Price of releasing carbon emissions drops 10% after Government amends climate policies
Wednesday, 5 November 2025
The price of carbon credits has dropped by about 10% after the Government horrified environmental campaigners Tuesday evening by announcing a huge shift in climate policy.
Carbon credits — which each entitle owners to release a tonne of carbon dioxide into the atmosphere — closed at $51.70 Tuesday, prior to the policy announcement, and dropped as low as $41.50 today, before recovering somewhat to $47, ANZ economist Matt Dilly said.
For much of the previous two weeks they had been trading in a relatively tight band around $55 according to Transpower-owned EMSTradepoint.

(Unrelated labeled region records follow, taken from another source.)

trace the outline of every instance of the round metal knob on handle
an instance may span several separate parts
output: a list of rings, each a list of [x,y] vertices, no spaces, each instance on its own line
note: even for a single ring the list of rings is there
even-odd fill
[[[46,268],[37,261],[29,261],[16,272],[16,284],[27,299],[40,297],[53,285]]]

The price drop makes it cheaper for businesses such as fossil-fuelled electricity generators and large manufacturers to release carbon dioxide into the atmosphere and therefore has the effect of reducing the incentive for them to invest in carbon-abating technologies.
Dilly said the market for carbon credits was reasonably liquid and it tended to react rationally to market developments.

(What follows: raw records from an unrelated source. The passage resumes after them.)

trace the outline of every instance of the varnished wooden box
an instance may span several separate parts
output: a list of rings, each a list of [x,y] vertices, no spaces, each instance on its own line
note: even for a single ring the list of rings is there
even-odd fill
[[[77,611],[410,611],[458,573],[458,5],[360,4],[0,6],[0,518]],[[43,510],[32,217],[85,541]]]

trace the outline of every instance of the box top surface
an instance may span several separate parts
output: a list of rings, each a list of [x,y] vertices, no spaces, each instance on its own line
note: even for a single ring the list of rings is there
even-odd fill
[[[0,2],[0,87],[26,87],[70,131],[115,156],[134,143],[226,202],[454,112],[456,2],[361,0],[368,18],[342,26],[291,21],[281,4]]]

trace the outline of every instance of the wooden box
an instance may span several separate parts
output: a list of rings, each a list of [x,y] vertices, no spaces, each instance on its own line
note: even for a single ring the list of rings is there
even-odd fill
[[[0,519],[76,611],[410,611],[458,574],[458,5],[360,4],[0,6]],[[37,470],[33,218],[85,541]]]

The changes announced by the Government mean the policies underpinning the Emissions Trading Scheme, such as the number of new carbon credits the Environment Ministry puts up for sale in quarterly auctions, will no longer need to be set with the goal of ensuring that the ETS alone achieves the commitments the Government has made under the Paris agreement to reduce emissions.

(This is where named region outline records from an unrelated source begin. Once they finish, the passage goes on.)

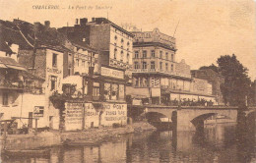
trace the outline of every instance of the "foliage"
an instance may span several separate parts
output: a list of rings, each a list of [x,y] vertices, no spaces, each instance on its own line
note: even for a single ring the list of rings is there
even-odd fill
[[[216,73],[219,73],[219,68],[214,64],[212,64],[210,66],[202,66],[201,68],[199,68],[199,70],[207,70],[207,69],[212,69]]]
[[[224,101],[233,106],[244,104],[251,82],[248,69],[243,67],[234,54],[221,56],[217,63],[220,73],[224,77],[224,83],[221,85]]]
[[[251,83],[248,104],[256,106],[256,80]]]

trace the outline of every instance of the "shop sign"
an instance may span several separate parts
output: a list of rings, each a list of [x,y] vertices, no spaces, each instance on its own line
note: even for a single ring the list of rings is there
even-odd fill
[[[124,72],[110,68],[101,67],[101,76],[124,79]]]
[[[124,121],[127,118],[126,104],[103,104],[105,121]]]
[[[33,108],[33,117],[43,117],[43,106],[34,106]]]
[[[52,68],[47,68],[48,73],[53,73],[53,74],[61,74],[61,70],[58,69],[52,69]]]

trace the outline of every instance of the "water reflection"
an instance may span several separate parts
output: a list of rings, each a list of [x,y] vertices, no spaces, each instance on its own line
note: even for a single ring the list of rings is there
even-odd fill
[[[49,158],[2,156],[2,162],[254,162],[256,143],[251,138],[237,139],[235,126],[223,124],[206,126],[204,134],[177,132],[176,137],[171,132],[126,135],[99,146],[52,147]]]

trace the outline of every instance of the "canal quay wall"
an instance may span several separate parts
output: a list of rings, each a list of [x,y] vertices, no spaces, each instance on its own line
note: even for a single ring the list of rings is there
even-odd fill
[[[112,140],[120,135],[131,133],[142,133],[144,131],[156,130],[147,122],[138,122],[120,128],[90,129],[78,132],[42,132],[33,135],[8,135],[6,142],[1,140],[1,148],[7,150],[37,149],[54,145],[62,145],[65,141],[83,141],[88,144],[98,144],[103,141]]]

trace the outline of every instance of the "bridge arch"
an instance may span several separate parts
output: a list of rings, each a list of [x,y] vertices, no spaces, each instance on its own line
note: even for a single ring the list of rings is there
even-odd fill
[[[182,109],[178,111],[179,131],[196,131],[204,128],[204,121],[213,115],[223,115],[236,121],[237,110],[231,109]]]

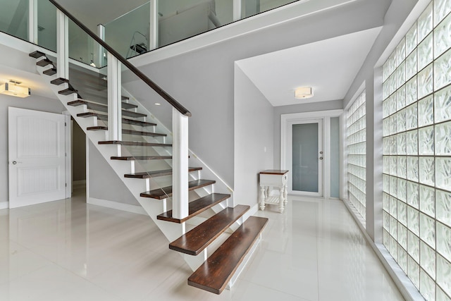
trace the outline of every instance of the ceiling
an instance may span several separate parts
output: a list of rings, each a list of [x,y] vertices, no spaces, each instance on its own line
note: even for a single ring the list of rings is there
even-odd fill
[[[274,106],[342,99],[381,27],[246,59],[239,67]],[[314,96],[295,99],[311,87]]]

The Government is also planning to cut back the advice the Climate Change Commission needs to provide to the Government and push back by 25 years the date by which the public sector itself needs to become “carbon neutral”, to 2050.
Climate Change Minister Simon Watts declined to accept the drop in the carbon price was caused by the changes in government policy he had announced, when repeatedly pressed on that on Wednesday.
“It's a market, and the reality is the market is dealing with demand and supply considerations,” he said.
James Renwick, a geography professor at Victoria University, described the Government’s announcements as worrying and consistent with the lowering of targets for the reduction of methane emissions. They sent a clear signal that the Government was not serious about domestic emissions reductions, he said.
The most significant change was the Climate Change Commission would no longer be required to provide advice to the Government on emissions reduction plans, he said, arguing that “did away with one of the fundamental reasons for having the commission in the first place”.
That, combined with the decoupling of ETS settings from the Nationally Determined Contributions the Government agreed to make under the Paris agreement suggested it was making it easier to weaken domestic action, perhaps implying increased reliance on purchasing offsets overseas, Renwick said.
Nathan Cooper, associate professor of law at the University of Waikato, said questions were being asked about “how serious the coalition government is on climate change” ahead of the “COP30” UN climate change conference in Brazil next week.
Watts said the new policies did not “lower our ambition” on climate change.
Instead the policies would “reduce costs to government and business and provide greater certainty, enabling us to make meaningful reductions more efficiently”, he said.
New Zealand was playing its part promoting an international consensus on climate change and focusing on what it could do to reduce emissions, Watts said.
“I think that all signals that we are taking action.”